His technique, Meikle said, is about homework. Understanding the difference between detail and exact placement of the right color is also key.

He's dedicated to making paintings that don't look "overworked," but have power through how elements are implied. The full effect is apparent in "Visions of Zion," which captures layer upon layer of distance and shadow.

"I love it when I can see distances going back and back and back," he said. "Anytime I can get that in a painting, that's when I get really excited about what I'm doing."

Translating his unique vision to both small and large works proved to be an interesting challenge, and the leap necessary to securing his largest and most public commission ever. His new work, to be unveiled next week, hangs inside the under-construction City Creek Food Court.

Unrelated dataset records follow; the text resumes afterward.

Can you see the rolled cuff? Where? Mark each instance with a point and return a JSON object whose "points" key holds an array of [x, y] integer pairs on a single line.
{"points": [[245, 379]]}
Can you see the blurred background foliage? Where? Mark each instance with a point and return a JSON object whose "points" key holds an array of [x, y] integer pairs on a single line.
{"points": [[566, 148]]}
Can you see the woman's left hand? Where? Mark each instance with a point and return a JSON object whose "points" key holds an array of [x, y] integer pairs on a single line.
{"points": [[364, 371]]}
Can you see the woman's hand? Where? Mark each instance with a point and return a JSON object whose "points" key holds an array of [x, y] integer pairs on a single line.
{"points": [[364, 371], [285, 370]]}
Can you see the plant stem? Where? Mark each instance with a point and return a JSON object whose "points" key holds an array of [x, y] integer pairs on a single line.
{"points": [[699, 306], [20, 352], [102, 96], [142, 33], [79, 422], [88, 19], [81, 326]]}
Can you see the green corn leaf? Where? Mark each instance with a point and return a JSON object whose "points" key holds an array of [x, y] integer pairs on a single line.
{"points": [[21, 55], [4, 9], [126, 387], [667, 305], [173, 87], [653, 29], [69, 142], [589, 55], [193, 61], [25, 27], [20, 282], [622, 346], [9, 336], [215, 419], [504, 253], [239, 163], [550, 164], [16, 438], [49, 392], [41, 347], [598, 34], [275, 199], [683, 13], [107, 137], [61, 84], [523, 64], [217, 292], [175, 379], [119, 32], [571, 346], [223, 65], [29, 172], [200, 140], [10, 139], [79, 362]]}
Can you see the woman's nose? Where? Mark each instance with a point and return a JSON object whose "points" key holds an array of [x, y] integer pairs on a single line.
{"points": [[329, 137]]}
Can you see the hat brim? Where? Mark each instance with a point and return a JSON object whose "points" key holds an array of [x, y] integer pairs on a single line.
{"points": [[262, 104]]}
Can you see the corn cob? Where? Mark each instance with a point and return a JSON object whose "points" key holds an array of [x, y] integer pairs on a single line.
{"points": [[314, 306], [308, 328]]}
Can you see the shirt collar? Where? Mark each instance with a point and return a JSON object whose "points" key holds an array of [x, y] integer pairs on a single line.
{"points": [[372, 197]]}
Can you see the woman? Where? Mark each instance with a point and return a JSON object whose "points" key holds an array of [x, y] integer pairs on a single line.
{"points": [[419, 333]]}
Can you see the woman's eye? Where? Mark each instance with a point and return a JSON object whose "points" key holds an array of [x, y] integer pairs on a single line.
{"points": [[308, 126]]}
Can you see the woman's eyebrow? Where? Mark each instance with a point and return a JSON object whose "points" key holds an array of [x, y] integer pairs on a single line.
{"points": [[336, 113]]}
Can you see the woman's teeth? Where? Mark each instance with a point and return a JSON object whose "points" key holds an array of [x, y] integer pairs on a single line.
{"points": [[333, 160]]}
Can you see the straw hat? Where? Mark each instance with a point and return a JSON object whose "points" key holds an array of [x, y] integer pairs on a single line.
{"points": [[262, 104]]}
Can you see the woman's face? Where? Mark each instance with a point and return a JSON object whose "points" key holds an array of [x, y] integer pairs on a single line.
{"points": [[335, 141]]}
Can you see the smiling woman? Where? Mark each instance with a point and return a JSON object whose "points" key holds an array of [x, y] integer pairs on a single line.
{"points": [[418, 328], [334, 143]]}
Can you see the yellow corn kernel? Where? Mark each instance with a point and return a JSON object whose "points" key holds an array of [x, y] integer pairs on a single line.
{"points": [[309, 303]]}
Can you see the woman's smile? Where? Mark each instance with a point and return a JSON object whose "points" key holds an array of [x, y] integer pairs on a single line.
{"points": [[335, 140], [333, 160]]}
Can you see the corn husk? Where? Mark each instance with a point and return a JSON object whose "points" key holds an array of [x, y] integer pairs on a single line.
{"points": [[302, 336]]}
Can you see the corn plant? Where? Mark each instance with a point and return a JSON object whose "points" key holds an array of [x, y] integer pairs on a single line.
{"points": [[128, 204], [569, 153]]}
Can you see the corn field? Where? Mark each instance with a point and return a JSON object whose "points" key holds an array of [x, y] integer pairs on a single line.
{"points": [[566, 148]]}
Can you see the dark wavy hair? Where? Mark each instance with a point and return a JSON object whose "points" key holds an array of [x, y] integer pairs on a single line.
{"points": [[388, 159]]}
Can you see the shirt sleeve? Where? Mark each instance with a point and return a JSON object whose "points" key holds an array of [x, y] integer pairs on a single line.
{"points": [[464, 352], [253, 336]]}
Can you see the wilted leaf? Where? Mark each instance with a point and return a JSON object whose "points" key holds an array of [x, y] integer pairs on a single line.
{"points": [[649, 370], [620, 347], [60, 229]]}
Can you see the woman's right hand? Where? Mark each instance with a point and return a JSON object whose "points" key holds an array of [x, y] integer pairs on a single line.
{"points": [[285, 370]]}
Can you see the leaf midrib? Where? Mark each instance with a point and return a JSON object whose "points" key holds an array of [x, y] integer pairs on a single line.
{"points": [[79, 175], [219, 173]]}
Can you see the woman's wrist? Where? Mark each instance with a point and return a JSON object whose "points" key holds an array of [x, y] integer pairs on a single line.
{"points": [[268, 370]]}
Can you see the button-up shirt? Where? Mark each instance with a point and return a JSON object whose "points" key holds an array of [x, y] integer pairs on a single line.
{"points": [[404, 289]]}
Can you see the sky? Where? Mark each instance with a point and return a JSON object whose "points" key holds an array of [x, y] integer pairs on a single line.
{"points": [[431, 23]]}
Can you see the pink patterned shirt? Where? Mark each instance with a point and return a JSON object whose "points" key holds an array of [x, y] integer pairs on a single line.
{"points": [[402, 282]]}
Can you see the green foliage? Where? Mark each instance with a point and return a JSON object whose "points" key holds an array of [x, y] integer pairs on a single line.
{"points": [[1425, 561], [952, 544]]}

The commission was years in the making, dating back to an art sale in 2003. That's when Joshua Stewart, a graduate of the University of Utah's architecture school, bought one of Meikle's small-scale works. Years later, when Stewart moved back to Salt Lake City from Portland, Ore., to work on the City Creek development, he recommended Meikle's work to supervisors interested in commissioning art.

At 10 feet high by 23 feet wide, Meikle's painting required on-site construction of a frame and a panel, constructed of nine sheets of plywood. A traditional framing, instead of adhering the work to a panel, would have left the painting vulnerable to sagging under the pull of gravity. That, as a result, would have led to cracks in the oil paint.

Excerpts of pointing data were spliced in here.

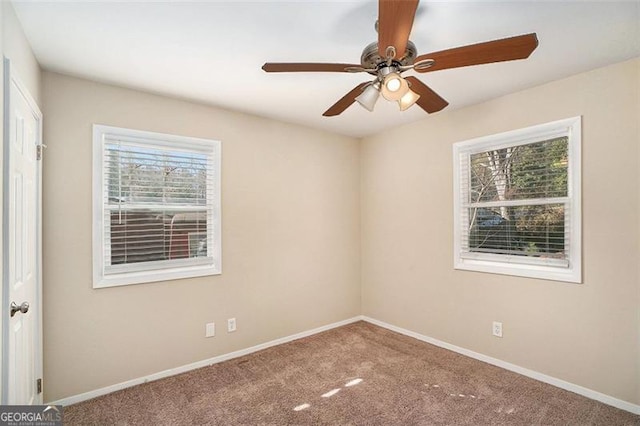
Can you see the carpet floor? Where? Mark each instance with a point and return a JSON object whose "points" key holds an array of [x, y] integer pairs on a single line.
{"points": [[359, 374]]}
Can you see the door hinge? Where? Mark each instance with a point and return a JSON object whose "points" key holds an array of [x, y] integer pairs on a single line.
{"points": [[39, 151]]}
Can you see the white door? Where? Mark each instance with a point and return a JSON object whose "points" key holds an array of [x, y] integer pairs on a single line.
{"points": [[22, 282]]}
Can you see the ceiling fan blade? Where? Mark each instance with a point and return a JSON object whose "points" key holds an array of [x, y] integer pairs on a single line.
{"points": [[506, 49], [307, 67], [429, 100], [395, 19], [346, 101]]}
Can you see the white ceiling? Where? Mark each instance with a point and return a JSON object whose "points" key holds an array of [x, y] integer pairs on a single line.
{"points": [[212, 51]]}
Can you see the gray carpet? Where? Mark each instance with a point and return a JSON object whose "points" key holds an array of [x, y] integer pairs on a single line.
{"points": [[359, 374]]}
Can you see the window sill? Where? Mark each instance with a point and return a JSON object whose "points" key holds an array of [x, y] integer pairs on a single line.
{"points": [[140, 277], [544, 272]]}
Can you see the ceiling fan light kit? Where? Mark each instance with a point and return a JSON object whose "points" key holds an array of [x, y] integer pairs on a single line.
{"points": [[394, 54]]}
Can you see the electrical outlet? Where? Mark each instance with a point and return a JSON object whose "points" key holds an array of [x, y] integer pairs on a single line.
{"points": [[210, 329], [231, 325], [497, 329]]}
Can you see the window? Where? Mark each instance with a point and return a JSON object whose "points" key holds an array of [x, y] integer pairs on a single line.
{"points": [[156, 207], [517, 202]]}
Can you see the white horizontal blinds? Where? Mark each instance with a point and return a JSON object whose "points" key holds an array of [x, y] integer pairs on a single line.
{"points": [[158, 205], [516, 202]]}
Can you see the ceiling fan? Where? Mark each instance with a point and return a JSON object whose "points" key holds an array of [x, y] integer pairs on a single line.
{"points": [[394, 54]]}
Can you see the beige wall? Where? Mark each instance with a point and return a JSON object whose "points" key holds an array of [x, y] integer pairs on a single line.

"It's like hanging a small car on a wall or, in this case, a flat-bed trailer," said Travis Tanner, who oversaw the hanging of Meikle's painting.

Tanner was impressed at how adeptly Meikle switched gears to finish the large-scale work, while preserving the qualities of his smaller paintings. "It's a real triumph for him to make that happen," Tanner said.

Some well-known artists were known to be particular about where, and to whom, their work might be shown. Most famously, abstract expressionist painter Mark Rothko was tormented over whether he could complete a highly paid commission for the Four Seasons restaurant in Manhattan's Seagram Building. In the end, he decided against it. For Rothko, the thought of people chewing food beneath his works was too much to bear.

Meikle, by contrast, has no qualms about his most grand work yet sharing the same space with a food-court McDonald's.

"Anyone who knows me will think that fits pretty well, because I like McDonald's a lot," he said. "What was so exciting to me about this is that it's meant for a public space. I don't know if I take myselfso seriously that I wouldn't want my work displayed near a restaurant."